Konu ile ilgili açıklamalar:

(*)“Masonluk, kökleri her ne kadar 16. yüzyılın sonu ve 17. yüzyılın başlarına kadar dayanıyor olsa da, 24 Haziran 1717 tarihinde Londra’da bir araya gelen dört locanın girişimiyle Londra Büyük Locası’nın kurulması ile başlar. Masonlara göre masonluk akılcılık, bilimsellik ve insanlığın oluşumundan bu yana ortaya çıkarak, insanlığın gelişimine ve bilgi birikimlerine katkıda bulunmuş bir kültür ve fikir üst yapı kurumudur. Ezoterik ve sadece üyelerine açık olan örgüttür. Dünyanın birçok ülkelerinde 5 milyon üyesi ile değişik biçimlerde mevcuttur. Sadece İngiltere, İskoçya ve İrlanda’da 480.000; Amerika Birleşik Devletleri’nde ise 2 milyona yakın üyesi bulunmaktadır.” (Vikipedi)

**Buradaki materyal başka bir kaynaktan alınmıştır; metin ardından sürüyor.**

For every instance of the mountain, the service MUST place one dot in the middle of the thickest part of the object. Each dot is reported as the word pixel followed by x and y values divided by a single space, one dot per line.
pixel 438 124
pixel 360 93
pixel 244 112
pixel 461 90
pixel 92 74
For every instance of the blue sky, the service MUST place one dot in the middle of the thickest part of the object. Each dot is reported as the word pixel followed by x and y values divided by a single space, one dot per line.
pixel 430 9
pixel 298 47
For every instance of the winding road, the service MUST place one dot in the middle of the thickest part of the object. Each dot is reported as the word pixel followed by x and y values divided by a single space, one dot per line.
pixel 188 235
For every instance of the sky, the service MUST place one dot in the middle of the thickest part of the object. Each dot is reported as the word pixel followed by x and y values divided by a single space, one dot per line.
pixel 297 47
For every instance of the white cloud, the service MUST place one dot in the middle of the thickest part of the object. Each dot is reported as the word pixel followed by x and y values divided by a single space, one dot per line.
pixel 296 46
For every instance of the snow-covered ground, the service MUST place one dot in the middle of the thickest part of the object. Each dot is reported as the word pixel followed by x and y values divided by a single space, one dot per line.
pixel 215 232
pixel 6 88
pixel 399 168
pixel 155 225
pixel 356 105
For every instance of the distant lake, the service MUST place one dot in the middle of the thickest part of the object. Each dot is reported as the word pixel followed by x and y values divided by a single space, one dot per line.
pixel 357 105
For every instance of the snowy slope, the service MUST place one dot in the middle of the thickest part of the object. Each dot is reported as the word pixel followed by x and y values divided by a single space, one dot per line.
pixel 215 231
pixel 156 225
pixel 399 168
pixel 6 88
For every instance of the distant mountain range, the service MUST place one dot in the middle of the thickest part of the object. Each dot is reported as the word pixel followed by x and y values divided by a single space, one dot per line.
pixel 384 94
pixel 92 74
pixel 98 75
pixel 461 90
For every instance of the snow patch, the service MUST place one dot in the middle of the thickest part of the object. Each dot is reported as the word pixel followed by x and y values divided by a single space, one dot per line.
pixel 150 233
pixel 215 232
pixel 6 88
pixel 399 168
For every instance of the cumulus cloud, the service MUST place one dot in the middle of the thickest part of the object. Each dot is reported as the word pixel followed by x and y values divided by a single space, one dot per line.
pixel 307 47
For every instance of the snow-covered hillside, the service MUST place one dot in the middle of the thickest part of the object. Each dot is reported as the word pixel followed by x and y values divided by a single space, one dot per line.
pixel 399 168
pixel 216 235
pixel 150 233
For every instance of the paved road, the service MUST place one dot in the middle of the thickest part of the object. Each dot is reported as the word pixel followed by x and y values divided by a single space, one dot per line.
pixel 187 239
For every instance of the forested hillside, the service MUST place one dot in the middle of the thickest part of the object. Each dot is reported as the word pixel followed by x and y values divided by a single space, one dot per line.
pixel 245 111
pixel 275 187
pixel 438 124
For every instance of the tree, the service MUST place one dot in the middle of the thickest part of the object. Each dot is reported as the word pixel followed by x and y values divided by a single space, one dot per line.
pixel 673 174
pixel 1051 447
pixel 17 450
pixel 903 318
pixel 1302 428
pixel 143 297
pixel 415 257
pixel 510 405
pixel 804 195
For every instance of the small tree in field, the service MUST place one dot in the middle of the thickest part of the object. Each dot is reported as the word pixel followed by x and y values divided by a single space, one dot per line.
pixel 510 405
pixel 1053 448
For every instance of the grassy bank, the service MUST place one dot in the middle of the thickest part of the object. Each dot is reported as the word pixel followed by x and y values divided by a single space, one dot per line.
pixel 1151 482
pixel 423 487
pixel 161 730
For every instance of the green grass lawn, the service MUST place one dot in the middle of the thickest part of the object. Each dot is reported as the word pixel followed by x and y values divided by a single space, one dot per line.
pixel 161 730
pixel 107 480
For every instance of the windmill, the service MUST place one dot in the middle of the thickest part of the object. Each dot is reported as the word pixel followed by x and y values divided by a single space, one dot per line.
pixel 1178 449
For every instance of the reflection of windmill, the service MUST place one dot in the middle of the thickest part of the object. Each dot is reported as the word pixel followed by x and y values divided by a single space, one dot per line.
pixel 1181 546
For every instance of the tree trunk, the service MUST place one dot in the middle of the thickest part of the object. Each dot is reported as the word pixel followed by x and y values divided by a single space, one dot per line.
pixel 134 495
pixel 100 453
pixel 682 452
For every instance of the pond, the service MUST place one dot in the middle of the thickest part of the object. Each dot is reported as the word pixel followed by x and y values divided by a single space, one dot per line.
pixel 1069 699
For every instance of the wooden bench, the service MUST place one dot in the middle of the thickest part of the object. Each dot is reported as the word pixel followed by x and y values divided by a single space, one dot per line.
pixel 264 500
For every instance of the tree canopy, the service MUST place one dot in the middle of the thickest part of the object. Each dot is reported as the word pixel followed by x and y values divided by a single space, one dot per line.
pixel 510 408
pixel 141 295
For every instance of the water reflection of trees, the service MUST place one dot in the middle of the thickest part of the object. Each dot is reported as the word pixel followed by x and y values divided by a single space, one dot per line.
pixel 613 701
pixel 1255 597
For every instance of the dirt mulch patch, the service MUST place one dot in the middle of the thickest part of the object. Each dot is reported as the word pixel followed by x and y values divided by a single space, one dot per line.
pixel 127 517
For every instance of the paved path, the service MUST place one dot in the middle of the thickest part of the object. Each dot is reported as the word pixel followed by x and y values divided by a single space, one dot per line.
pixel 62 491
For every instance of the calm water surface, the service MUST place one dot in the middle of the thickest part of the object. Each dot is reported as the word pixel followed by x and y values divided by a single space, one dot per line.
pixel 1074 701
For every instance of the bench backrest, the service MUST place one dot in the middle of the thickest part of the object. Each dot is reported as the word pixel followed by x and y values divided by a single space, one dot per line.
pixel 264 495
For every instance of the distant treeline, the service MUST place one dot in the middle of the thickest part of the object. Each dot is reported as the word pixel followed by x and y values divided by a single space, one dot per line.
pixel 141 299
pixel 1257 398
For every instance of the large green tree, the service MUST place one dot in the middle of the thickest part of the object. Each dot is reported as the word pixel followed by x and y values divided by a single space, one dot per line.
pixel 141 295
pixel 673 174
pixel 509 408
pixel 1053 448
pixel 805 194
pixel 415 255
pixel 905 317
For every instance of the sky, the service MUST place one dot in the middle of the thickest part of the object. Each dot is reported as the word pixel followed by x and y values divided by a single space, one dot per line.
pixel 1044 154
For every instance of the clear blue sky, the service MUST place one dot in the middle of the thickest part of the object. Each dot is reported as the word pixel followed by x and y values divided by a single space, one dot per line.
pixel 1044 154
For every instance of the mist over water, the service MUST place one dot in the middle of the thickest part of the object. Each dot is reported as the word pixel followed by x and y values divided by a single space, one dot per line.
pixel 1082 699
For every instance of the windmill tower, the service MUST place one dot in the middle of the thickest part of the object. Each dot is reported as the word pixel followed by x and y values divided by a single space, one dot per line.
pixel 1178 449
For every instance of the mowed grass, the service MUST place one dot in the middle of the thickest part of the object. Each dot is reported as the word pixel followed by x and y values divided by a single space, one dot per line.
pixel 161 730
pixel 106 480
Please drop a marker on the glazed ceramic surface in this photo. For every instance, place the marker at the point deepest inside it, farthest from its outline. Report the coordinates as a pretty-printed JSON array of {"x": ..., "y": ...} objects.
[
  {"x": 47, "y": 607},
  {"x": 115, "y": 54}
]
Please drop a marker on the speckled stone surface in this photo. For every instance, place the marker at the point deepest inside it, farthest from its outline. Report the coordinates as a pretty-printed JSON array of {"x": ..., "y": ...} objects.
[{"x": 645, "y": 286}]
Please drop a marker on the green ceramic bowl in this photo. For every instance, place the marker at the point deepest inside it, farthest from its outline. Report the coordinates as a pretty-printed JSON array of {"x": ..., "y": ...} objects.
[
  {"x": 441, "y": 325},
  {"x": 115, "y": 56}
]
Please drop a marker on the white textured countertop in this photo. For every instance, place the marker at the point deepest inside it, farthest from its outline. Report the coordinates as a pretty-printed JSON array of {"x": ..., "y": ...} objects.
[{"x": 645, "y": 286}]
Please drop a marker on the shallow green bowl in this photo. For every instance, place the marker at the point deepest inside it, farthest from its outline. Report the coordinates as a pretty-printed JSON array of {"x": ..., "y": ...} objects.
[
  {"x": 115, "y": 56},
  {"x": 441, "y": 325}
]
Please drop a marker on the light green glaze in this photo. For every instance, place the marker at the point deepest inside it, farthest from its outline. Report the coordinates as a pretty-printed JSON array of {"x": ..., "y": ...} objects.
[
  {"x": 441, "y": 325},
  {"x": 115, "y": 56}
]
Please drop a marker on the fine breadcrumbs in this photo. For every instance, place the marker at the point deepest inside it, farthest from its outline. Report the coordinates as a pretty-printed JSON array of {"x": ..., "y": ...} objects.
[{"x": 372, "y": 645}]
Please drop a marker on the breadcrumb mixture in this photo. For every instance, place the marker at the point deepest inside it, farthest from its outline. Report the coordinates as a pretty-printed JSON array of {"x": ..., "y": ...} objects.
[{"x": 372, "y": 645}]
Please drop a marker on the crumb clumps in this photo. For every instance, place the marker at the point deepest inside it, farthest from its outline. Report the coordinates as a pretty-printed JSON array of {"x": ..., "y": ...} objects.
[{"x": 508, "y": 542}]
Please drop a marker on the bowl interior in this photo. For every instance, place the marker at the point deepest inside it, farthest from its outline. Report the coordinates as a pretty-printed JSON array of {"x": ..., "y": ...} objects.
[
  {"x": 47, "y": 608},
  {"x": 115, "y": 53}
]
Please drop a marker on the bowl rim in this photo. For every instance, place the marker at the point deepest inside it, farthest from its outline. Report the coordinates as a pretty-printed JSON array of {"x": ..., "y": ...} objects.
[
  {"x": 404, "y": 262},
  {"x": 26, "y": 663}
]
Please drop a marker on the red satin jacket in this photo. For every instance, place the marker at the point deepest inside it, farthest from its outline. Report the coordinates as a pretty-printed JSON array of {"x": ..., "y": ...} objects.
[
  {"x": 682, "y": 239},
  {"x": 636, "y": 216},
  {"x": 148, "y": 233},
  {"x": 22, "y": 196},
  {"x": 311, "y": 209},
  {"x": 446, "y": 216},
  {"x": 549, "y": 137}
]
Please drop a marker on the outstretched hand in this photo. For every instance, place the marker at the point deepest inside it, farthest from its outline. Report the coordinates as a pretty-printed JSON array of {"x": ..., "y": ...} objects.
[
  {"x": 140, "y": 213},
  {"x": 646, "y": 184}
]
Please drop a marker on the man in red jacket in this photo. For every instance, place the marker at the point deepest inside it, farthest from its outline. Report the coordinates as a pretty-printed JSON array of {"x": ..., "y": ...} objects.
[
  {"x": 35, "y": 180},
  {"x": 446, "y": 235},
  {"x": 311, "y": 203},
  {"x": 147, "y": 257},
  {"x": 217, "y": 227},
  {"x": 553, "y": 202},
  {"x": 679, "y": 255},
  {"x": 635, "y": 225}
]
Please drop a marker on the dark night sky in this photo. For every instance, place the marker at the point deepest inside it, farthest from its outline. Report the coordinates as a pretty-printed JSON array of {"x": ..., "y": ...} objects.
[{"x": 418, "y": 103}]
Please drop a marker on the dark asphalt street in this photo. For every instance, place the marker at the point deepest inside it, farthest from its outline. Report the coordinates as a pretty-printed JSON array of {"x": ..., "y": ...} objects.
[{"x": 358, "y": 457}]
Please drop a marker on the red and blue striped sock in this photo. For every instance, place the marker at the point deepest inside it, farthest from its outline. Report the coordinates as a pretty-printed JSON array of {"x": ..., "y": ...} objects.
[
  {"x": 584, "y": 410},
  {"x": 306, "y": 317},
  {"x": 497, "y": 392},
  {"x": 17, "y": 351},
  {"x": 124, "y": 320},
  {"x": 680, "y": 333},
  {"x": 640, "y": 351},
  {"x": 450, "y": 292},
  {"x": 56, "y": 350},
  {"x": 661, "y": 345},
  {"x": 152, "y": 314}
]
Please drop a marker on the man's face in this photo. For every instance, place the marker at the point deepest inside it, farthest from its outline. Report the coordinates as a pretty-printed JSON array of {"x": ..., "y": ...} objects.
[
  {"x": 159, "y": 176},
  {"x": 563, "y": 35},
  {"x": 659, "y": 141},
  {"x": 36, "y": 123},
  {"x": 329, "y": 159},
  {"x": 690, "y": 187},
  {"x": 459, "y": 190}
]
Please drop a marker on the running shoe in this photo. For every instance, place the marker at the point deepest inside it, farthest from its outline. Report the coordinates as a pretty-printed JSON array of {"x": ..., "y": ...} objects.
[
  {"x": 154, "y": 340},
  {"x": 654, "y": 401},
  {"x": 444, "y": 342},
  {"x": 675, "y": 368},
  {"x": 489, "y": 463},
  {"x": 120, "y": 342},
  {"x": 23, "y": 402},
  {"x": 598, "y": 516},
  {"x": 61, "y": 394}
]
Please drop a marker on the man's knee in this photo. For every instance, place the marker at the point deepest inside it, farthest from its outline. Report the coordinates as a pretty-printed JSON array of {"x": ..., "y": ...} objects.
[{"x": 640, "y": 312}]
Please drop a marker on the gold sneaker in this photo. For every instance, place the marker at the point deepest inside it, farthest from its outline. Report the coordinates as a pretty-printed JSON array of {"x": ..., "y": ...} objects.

(**) Mehmet Rifat Börekçi; Börekçizade Mehmet Rifat Efendi (d. 1860 – ö. 1941), (veya, Soyadı Kanunundan sonra, Mehmet Rifat Börekçi, Ankara’nın yerlisi ve  müftüsü sıfatıyla, Kurtuluş Savaşı’na ve Mustafa Kemal Paşa’ya önemli destekte bulunmuş bir din adamıdır.

Türkiye Cumhuriyeti’nin ilk Diyanet İşleri Başkanlığı’nı üstlenmiştir. Kısa bir dönem milletvekilliği de yapmıştır.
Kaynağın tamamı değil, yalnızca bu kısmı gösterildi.